Surface-defect detection on production lines wants three things at once: high recall for small defects, sub-50 ms inference on inexpensive edge hardware, and robustness to changes in lighting and fixturing that no one on the line has time to recalibrate.

Off-the-shelf vision-model pipelines hit one or two of the three at a time. They were either accurate and slow, or fast and brittle to a lighting shift.

What I built

A hybrid pipeline that prepends classical feature extraction to a small CNN, both running on a Jetson Nano:

• Classical front-end: edge density, local contrast, and a fast Gabor-filter response, computed in OpenCV.
• CNN back-end: a compact 4-block convnet (~1.2M params) fine-tuned on ~12K labeled patches across six defect classes plus a clean class.
• Inference: ONNX Runtime with the OpenVINO execution provider, batched at the line’s frame rate.

The classical features served two purposes. They focused the CNN on patches with non-trivial structure (cutting input volume), and they were used at the loss level during training as auxiliary targets, which improved generalization to unseen lighting conditions.

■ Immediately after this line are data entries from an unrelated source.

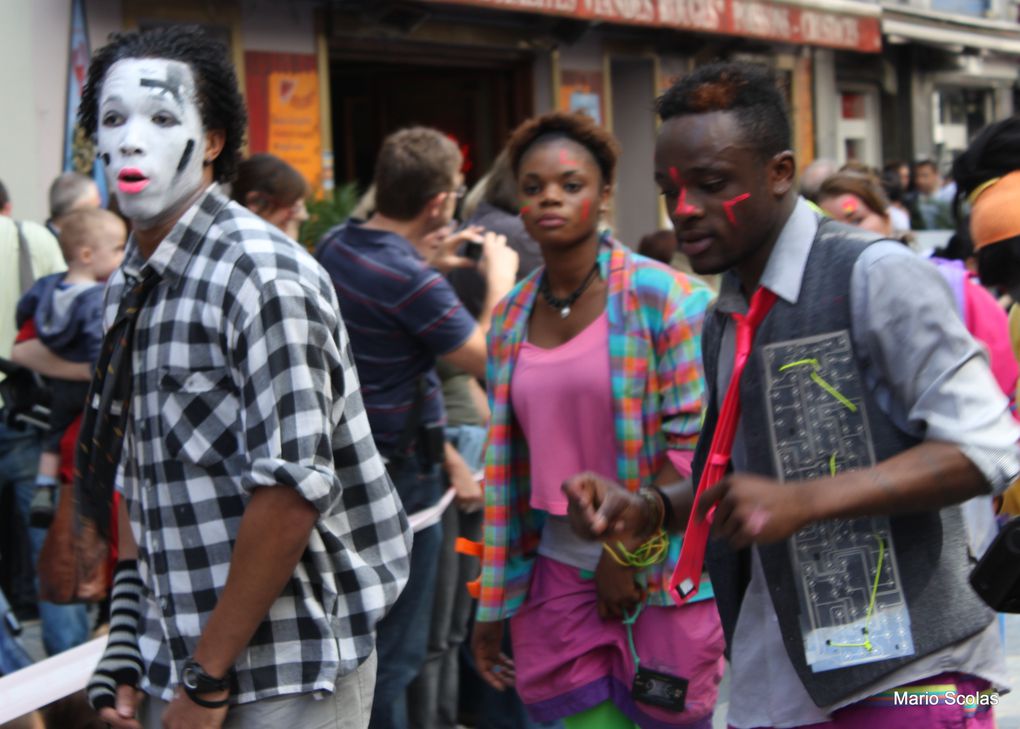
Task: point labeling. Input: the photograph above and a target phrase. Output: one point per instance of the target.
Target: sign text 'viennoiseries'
(755, 18)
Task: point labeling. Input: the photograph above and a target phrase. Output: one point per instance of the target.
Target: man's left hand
(183, 713)
(752, 509)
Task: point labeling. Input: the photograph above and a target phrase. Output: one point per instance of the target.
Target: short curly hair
(748, 90)
(218, 97)
(412, 167)
(576, 126)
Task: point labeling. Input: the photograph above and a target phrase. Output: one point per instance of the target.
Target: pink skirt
(569, 660)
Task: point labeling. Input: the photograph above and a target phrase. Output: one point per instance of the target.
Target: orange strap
(468, 548)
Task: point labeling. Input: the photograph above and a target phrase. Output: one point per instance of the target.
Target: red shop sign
(753, 18)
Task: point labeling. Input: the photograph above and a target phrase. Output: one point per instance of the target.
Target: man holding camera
(402, 315)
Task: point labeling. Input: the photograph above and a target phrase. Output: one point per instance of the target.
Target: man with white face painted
(241, 587)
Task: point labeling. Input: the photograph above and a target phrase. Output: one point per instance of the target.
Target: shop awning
(944, 30)
(846, 24)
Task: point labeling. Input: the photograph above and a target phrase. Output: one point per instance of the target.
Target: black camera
(997, 576)
(472, 251)
(659, 689)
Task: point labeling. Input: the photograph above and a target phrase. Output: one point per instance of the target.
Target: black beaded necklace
(563, 305)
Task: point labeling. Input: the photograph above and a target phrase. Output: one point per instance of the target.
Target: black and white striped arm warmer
(121, 662)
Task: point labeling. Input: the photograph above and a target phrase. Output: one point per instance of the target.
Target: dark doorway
(476, 106)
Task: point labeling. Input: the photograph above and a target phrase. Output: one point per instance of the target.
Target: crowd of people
(772, 439)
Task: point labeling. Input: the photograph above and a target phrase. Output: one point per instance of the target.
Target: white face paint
(150, 137)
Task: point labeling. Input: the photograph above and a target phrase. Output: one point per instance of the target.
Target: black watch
(196, 681)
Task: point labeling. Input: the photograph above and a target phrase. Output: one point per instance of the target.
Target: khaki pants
(348, 708)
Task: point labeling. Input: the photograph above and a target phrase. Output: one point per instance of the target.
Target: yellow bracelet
(651, 553)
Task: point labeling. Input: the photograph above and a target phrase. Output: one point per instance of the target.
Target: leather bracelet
(668, 515)
(658, 510)
(194, 697)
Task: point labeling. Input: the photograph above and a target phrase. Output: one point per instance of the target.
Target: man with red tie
(849, 414)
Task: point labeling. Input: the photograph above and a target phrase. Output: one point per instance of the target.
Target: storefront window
(961, 114)
(854, 106)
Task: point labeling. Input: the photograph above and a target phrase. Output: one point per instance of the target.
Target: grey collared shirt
(932, 379)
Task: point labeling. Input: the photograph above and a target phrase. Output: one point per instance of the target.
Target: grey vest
(930, 547)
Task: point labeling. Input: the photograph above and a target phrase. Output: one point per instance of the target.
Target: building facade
(325, 81)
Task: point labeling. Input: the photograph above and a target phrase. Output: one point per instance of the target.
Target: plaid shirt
(655, 319)
(243, 377)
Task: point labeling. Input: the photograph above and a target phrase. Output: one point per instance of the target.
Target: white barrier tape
(50, 680)
(427, 517)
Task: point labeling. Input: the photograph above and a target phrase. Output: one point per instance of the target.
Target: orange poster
(294, 132)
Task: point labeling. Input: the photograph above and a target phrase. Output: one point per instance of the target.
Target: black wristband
(193, 695)
(667, 509)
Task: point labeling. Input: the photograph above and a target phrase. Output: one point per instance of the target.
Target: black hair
(218, 97)
(993, 153)
(748, 90)
(275, 183)
(574, 125)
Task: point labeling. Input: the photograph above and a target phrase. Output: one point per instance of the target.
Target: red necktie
(686, 576)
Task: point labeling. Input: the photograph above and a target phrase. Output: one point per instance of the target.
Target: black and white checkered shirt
(244, 377)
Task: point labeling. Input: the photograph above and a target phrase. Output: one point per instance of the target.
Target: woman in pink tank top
(594, 366)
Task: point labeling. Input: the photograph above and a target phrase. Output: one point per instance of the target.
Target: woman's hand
(600, 509)
(618, 591)
(494, 666)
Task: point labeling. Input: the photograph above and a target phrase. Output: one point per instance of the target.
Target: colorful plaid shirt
(655, 320)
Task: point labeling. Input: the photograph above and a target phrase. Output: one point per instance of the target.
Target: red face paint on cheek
(729, 204)
(682, 208)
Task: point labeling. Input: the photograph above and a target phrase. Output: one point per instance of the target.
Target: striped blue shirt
(401, 315)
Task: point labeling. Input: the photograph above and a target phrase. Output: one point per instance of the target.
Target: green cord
(813, 362)
(820, 381)
(628, 621)
(871, 605)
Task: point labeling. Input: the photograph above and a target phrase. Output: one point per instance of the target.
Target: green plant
(328, 212)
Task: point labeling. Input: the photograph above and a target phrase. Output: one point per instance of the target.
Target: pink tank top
(563, 400)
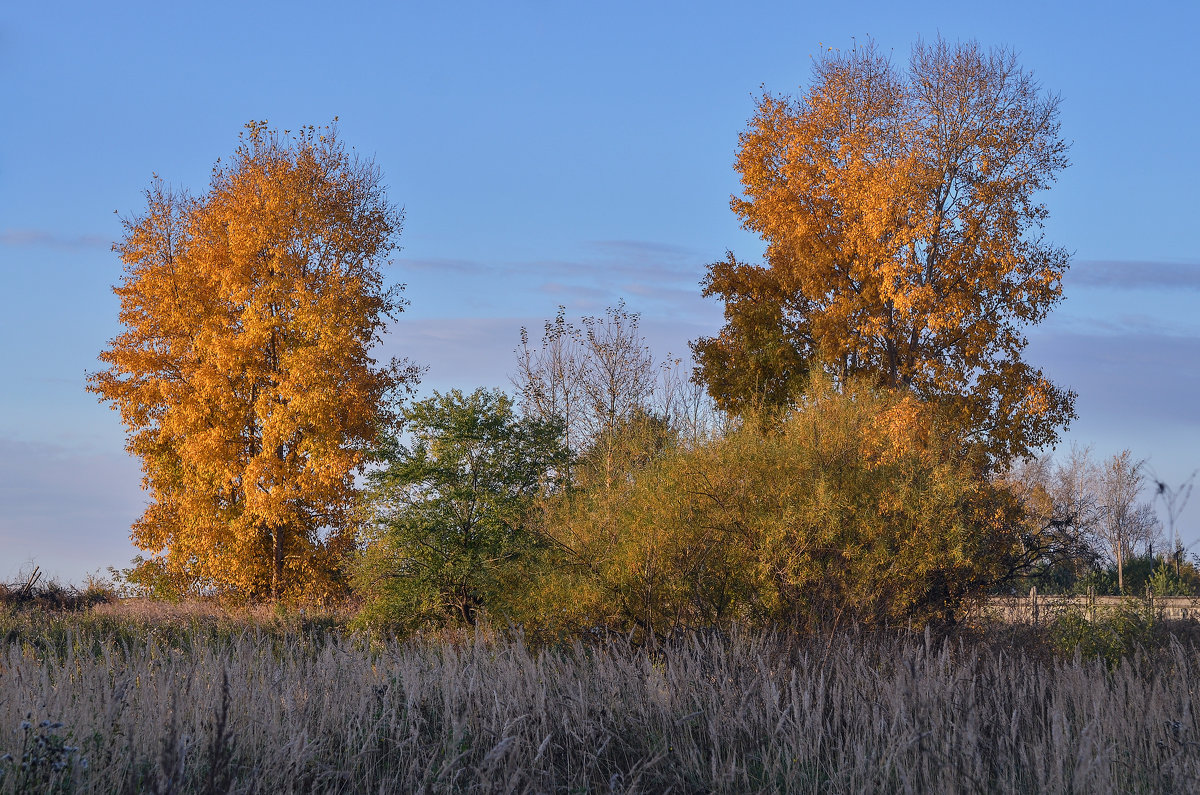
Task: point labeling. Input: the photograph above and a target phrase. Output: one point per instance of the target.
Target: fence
(1036, 608)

What changed because of it

• Inference latency: 24 ms p99 on Jetson Nano, well inside the 50 ms budget.
• Recall for the smallest defect class +11 percentage points vs. a strong CNN-only baseline of the same parameter count.
• Robustness to a controlled lighting-shift test: AUC dropped 0.04 (vs. 0.18 for the CNN-only baseline).
• Published as a peer-reviewed paper at the joint NAMRC/MSEC 2025 manufacturing-engineering conference.

What I learned

Classical CV is not legacy. Hand-designed features, used carefully, can dramatically reduce the data and compute needed to make a deep model robust. The interesting research question is rarely “can we make the model bigger” — it’s “where can we substitute a cheaper, better-understood signal.”